A call to courage

Think of the word ‘courage’ and what comes immediately to mind is the image of a soldier.

This heroic individual is ready to lay down for the sake of others what is most precious to him – his life. The common run of people cannot reach this height of bravery, but we are nevertheless called upon to exercise a good deal of courage in this battle we call Life.

As soon as the individual reaches the age of discretion, he finds he has to make difficult decisions, take paths whose destinations are not fully known. If he wants to preserve his integrity and lead a life of meaning, he will have resist temptations and overcome obstacles. There is hardly anyone whose life is smooth and trouble-free. We all come face to face with problems, worries and setbacks. They are an integral part of living and can be overcome only through an unremitting exercise of courage.

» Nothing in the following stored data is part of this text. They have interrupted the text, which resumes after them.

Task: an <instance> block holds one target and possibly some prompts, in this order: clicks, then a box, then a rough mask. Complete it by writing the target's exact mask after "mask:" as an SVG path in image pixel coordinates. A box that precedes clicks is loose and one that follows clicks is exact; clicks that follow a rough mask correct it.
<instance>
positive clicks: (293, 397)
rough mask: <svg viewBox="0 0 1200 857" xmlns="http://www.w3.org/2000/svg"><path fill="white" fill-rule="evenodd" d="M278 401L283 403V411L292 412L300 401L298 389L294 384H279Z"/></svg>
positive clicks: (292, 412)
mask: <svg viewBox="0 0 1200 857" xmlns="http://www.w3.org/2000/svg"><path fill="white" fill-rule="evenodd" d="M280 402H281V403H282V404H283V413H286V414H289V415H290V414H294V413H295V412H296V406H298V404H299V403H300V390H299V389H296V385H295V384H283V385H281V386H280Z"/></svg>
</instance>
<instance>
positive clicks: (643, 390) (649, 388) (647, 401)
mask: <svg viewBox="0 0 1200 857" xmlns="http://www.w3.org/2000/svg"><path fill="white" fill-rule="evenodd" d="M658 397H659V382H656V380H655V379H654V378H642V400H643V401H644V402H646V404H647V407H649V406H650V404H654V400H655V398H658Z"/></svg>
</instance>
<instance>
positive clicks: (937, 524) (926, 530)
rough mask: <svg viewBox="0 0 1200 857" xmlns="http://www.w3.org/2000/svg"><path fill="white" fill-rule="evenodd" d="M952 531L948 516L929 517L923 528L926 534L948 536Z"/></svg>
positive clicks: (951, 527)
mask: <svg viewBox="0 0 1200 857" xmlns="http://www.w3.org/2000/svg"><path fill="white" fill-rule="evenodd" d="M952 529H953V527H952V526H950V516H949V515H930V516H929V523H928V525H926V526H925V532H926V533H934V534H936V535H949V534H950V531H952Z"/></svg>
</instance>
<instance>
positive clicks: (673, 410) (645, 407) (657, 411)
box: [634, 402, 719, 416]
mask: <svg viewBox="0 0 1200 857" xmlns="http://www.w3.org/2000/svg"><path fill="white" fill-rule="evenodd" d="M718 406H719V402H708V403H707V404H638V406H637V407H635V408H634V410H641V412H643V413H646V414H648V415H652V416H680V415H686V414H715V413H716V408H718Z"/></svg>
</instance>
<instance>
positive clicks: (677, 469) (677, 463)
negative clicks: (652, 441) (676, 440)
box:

History has a galaxy of great names, people who took up challenges in varying fields, faced them boldly and made the world a better place. To name a few, there is the Greek philosopher Socrates who embraced death rather than retract his reasoning; Andreas Vesalius who went into graveyards in the dead of night to dissect bodies and study the anatomy of the human body, an activity then considered a sacrilege.Coming to modern times, there is Martin Luther King who sacrificed his life for minority rights and Mahatma Gandhi who roused the entire nation against British might. 

Is courage then a weapon given to a few extraordinary individuals? Going by what Nelson Mandela said, this is certainly not so. “I learned,” he said, “that courage is not the absence of fear, but the triumph over it. The brave man is not he who does not feel afraid, but he who conquers that fear.”

Little wonder then that we find people of substance and courage at all times and in all places. The human spirit is one of the most powerful forces for good on earth. Each Republic Day sees young children being feted for their extraordinary feats of bravery. What is more, similar deeds of bravery may be seen in one’s own backyard.

A teenager, with whom I am well acquainted, had this story to tell. She was walking along a busy thoroughfare when she saw a little boy break away from his mother and rush into oncoming traffic. While all stood petrified, this young girl sprang into the melee and got hold of him. Traffic on both sides screeched to a halt. Tragedy was barely averted and mercifully both remained unharmed. When she reached home, she was in a state of shock.

“Did I do wrong? Did I disobey rules?” she asked all a-tremble. “Not at all,” I assured her. “What questions would you ask yourself if the boy had been killed? Maybe you would have accused yourself. It was an act of pure courage.”

As Andre Maurois has said, “Our minds have unbelievable power over our bodies.” There is a word for it. It is called ‘courage’.